The Science Based Targets initiative (SBTi) shows this graphically in a recent report on Scope 3 emissions; good old Category 11 dominates the picture. That’s us, buying fossil fuels and putting them in our cars or houses.
Most companies don’t measure Scope 3 emissions, even though they are dominant; they claim that once a product is out the door, they have no control over how it is used. Some claim that “Calculating and measuring scope 3 emissions is challenging, unaffordable, and no one knows how to do it.”
It is challenging. The Cake electric motorcycle company in Sweden wanted to calculate their upstream emissions to reduce their carbon footprint and build the Cleanest Dirt Bike Ever, and found they couldn’t get the information they needed;
"As the Cleanest Dirt Bike Ever project involves global suppliers and partners, it is difficult and sometimes nearly impossible to get primary data, due to the complex global supply chain and some assumptions that need to be made."
But it is not impossible. As noted in the post Scope 3 Emissions: 10 Myths Debunked on upstream emissions, “The Scope 3 emissions for one organization are the Scope 1 and 2 emissions of another organization” And on downstream emissions:
“Not measuring scope 3 emissions also leads to challenges when comparing the sustainability impact of different manufacturers within the same industry without looking at their supply chains. For example, it is infeasible to distinguish an electric vehicle manufacturer from a traditional car manufacturer.”
This is why Scope 3 is so ridiculous and confusing; the upstream and the downstream activities are controlled by different parties. It is the burning stuff for the use of the product that is the single biggest category, and it is mixed in with all these other variables.
Everybody makes everything so complicated; As Steve Hanley notes,
Scope 3 emissions. Hoo boy, what a can of worms. The concept is simple, but the specifics are hard to define. That makes it easy for corporations to bob and weave around any proposed standards, which means a lot of greenwashing happens, but very little progress toward addressing our global climate emergency takes place.
This is why in the building world, I push “upfront carbon” instead of embodied carbon, because everyone can understand it- there are before and after, now and later emissions. It’s a plea for simplicity and using language that everyone can understand.

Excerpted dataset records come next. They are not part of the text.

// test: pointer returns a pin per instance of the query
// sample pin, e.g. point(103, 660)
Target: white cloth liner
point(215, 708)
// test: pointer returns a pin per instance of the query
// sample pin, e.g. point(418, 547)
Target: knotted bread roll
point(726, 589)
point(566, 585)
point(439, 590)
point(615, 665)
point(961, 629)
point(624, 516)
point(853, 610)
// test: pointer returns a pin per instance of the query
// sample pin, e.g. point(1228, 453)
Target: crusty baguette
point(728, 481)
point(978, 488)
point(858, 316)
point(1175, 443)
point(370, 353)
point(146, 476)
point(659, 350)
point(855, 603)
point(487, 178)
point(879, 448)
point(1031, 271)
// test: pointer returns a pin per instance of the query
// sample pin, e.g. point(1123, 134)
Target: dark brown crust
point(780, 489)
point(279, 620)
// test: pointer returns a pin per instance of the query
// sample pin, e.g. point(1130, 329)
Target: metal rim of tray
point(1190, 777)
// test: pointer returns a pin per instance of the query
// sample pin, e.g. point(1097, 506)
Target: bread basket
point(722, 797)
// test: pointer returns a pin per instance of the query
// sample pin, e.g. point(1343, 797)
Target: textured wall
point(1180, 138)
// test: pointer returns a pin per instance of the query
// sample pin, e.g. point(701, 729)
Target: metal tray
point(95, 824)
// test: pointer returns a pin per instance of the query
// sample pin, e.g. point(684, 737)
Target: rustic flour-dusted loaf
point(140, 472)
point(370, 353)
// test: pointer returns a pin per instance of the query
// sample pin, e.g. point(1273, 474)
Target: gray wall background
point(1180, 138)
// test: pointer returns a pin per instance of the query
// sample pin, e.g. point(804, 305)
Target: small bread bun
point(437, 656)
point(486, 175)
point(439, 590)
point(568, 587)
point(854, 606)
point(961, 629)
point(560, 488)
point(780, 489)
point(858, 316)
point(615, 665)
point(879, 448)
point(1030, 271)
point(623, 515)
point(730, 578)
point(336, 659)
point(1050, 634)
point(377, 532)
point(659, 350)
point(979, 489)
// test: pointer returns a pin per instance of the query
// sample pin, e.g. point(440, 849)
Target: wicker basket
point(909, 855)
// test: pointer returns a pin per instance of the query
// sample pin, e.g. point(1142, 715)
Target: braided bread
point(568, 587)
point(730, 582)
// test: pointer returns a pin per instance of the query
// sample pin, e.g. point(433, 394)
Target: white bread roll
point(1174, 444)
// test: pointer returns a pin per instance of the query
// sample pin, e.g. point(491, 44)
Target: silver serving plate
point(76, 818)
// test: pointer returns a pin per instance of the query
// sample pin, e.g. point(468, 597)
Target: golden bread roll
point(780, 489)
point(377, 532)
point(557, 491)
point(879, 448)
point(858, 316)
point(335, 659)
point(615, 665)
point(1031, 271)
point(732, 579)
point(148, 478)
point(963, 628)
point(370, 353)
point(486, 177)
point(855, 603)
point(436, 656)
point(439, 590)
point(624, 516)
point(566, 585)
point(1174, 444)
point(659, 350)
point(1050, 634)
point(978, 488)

Scope 3 emissions seem almost designed to confuse and obfuscate. I often think it is me, I am just not smart enough, I haven’t read enough or thought about it enough. I was wondering whether to even publish this, thinking it might just expose my ignorance or naiveté. I just can’t scope cope.

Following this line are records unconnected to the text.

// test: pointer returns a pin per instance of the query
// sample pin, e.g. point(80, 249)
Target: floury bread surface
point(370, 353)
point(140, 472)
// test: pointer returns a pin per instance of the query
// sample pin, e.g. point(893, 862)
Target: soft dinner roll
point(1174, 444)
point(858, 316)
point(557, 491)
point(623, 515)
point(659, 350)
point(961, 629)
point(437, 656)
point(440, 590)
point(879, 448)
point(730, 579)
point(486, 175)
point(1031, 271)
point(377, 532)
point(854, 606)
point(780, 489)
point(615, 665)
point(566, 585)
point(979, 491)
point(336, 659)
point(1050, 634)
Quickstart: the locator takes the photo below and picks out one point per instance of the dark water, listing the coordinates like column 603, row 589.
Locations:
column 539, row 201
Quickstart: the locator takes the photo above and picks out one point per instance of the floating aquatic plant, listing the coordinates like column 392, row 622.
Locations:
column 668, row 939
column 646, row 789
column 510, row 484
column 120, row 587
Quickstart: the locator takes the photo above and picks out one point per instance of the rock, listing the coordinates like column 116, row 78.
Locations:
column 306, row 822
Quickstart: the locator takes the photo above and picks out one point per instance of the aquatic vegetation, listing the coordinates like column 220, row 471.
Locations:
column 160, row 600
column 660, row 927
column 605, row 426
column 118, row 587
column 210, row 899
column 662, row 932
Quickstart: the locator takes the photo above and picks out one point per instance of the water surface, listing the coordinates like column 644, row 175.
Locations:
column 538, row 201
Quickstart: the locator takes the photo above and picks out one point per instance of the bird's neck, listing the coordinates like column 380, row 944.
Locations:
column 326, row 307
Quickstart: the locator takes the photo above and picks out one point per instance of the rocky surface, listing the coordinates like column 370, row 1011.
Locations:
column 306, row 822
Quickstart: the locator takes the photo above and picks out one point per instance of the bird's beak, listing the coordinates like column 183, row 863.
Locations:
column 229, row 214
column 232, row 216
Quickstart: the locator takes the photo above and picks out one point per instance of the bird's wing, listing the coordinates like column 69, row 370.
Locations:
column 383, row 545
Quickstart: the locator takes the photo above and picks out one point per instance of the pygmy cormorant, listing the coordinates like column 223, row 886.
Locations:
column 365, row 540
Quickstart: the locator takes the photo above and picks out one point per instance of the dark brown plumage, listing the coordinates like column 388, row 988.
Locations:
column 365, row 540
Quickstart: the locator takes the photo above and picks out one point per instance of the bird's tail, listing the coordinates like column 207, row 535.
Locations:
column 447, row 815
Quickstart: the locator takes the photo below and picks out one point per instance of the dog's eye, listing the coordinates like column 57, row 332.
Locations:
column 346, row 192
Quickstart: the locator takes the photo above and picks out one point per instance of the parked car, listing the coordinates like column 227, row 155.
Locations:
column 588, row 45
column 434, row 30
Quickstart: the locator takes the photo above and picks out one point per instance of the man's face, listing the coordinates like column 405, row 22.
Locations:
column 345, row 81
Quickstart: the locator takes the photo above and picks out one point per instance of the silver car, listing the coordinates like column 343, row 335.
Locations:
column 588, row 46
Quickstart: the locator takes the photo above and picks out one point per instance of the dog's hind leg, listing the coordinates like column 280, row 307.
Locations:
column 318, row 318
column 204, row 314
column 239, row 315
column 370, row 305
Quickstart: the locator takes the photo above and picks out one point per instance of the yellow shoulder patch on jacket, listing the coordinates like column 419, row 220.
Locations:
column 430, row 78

And then I think about apple pie. I don’t have to be a cosmologist or physicist to bake one; the boundaries and fences can be set much closer. Every ingredient has a standard label on it thanks to government regulation, so I can add up the calories or vitamins to figure out the nutritional footprint of the completed pie.
This is what we need- a label for every material and every product made by every company, right up the value chain. Make it simple so that anyone who can follow a recipe can understand what goes into and what is emitted from everything they buy. It should be as easy as pie.

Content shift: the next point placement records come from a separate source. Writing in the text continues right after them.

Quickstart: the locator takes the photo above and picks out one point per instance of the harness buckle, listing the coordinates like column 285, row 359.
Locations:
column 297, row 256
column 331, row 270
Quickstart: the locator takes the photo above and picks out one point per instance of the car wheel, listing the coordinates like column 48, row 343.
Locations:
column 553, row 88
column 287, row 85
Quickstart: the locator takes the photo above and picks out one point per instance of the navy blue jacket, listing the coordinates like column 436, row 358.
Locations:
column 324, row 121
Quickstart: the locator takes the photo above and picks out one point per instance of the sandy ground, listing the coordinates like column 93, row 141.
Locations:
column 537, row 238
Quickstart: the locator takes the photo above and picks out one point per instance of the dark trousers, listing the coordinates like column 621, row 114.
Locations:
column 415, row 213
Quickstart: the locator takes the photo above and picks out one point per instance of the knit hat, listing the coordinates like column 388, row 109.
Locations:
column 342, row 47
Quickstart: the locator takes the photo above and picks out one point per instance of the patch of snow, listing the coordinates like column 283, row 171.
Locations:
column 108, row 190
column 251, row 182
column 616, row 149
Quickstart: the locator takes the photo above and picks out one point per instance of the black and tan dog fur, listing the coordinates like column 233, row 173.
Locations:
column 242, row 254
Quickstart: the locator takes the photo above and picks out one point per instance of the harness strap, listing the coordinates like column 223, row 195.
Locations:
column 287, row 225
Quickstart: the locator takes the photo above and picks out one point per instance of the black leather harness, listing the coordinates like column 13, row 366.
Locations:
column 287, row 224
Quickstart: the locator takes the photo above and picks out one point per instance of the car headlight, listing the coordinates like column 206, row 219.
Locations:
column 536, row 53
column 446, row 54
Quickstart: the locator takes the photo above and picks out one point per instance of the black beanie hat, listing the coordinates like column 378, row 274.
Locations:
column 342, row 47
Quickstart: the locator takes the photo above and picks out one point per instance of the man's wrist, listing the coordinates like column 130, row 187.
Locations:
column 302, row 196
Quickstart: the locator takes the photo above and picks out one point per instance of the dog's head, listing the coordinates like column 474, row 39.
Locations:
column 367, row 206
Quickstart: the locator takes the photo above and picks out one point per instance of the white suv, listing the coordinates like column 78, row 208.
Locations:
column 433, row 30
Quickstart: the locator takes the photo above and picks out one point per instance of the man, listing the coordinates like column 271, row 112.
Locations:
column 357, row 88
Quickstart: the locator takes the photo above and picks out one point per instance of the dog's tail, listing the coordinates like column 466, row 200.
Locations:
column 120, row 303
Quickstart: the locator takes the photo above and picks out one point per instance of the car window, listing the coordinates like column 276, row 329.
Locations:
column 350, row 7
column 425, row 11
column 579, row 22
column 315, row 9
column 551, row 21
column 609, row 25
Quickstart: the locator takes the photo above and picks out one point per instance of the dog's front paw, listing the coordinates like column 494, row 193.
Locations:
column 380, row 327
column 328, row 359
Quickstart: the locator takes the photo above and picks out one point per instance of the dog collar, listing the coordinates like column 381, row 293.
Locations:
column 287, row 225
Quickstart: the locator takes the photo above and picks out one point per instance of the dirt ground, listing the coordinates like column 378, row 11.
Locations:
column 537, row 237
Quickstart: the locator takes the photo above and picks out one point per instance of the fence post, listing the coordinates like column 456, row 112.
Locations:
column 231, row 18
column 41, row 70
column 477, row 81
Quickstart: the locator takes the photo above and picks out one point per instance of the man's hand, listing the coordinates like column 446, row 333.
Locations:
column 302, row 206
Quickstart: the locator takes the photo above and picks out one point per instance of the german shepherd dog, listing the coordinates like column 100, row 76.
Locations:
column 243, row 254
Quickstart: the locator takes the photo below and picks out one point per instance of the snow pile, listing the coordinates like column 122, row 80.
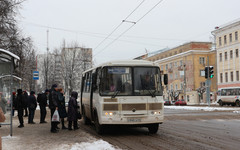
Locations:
column 203, row 108
column 96, row 145
column 238, row 112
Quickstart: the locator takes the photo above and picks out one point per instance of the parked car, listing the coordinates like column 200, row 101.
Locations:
column 167, row 102
column 181, row 102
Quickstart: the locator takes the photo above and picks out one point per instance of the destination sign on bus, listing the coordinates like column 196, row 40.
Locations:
column 118, row 70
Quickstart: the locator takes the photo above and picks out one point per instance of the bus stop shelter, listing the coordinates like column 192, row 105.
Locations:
column 8, row 82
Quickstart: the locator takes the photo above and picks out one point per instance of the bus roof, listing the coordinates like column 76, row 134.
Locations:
column 126, row 63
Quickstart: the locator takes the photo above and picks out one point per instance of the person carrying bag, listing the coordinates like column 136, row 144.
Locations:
column 2, row 119
column 55, row 117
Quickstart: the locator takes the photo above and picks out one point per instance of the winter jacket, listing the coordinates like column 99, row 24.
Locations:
column 32, row 102
column 53, row 99
column 73, row 107
column 42, row 99
column 20, row 100
column 61, row 105
column 3, row 103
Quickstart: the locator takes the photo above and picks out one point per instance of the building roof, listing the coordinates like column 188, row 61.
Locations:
column 6, row 56
column 226, row 26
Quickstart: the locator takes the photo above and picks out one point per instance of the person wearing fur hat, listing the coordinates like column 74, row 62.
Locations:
column 32, row 105
column 20, row 107
column 53, row 105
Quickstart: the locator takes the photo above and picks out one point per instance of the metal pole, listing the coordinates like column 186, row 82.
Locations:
column 185, row 86
column 208, row 85
column 11, row 96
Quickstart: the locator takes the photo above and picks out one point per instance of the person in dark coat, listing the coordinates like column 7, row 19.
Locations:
column 42, row 100
column 14, row 103
column 73, row 111
column 32, row 105
column 20, row 106
column 25, row 95
column 53, row 105
column 61, row 107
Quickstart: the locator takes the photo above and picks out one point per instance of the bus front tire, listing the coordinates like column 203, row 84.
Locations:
column 220, row 103
column 237, row 103
column 86, row 121
column 99, row 128
column 153, row 128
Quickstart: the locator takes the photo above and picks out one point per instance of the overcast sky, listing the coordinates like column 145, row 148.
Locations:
column 89, row 22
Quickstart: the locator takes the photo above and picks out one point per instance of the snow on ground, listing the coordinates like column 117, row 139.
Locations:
column 203, row 108
column 97, row 145
column 238, row 112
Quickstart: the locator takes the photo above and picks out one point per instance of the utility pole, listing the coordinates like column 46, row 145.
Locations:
column 208, row 83
column 46, row 67
column 185, row 84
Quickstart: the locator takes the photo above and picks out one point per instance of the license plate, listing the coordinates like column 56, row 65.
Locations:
column 134, row 119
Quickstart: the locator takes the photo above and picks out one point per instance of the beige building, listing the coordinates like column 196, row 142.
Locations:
column 185, row 66
column 227, row 52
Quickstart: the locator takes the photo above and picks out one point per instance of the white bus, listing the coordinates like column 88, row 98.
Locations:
column 123, row 93
column 229, row 96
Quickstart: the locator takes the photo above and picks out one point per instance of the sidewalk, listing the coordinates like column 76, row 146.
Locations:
column 38, row 136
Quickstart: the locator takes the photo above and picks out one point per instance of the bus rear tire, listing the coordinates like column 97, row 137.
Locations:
column 220, row 103
column 153, row 128
column 237, row 103
column 86, row 121
column 99, row 128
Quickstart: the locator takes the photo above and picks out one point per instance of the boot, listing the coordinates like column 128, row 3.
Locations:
column 69, row 125
column 63, row 126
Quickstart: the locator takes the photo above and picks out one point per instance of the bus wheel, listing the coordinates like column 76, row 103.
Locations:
column 237, row 103
column 220, row 103
column 86, row 121
column 99, row 128
column 153, row 128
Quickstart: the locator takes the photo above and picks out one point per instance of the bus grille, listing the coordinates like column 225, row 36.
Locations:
column 129, row 107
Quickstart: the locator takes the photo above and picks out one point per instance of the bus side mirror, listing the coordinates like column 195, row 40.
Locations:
column 94, row 81
column 165, row 79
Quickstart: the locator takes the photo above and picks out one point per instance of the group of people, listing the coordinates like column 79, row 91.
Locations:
column 56, row 102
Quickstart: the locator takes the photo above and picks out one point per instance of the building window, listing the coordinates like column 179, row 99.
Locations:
column 202, row 84
column 226, row 77
column 230, row 37
column 237, row 75
column 202, row 60
column 221, row 78
column 166, row 67
column 181, row 63
column 176, row 64
column 236, row 36
column 225, row 39
column 181, row 86
column 231, row 54
column 225, row 55
column 220, row 41
column 161, row 67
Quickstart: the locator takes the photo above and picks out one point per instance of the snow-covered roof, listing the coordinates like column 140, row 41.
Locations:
column 6, row 56
column 10, row 76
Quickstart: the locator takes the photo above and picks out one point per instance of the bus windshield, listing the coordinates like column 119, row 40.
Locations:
column 138, row 81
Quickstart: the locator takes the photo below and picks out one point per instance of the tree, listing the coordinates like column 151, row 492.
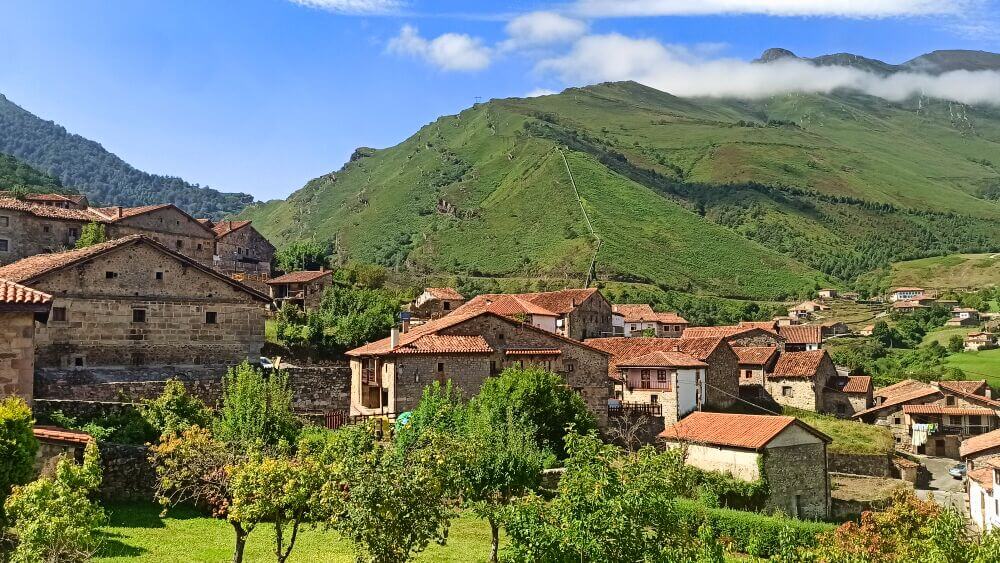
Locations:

Thanks for tackling this, and for making me feel a little less ignorant. It's definitely challenging -- not just trying to understand it all myself, but also figure out what's going to be the biggest "selling points" for the decision makers who we hope will implement Green Development Standards in Waterloo Region.
In my view, each company should only count emissions of scope 1 and 2. Scope 3 is a mess and there is a risk of double counting... (how to control the boundaries?). As Nate Hagens says, there is no other way to cut emissions but changing our consumption behaviour, it is all about each one of us.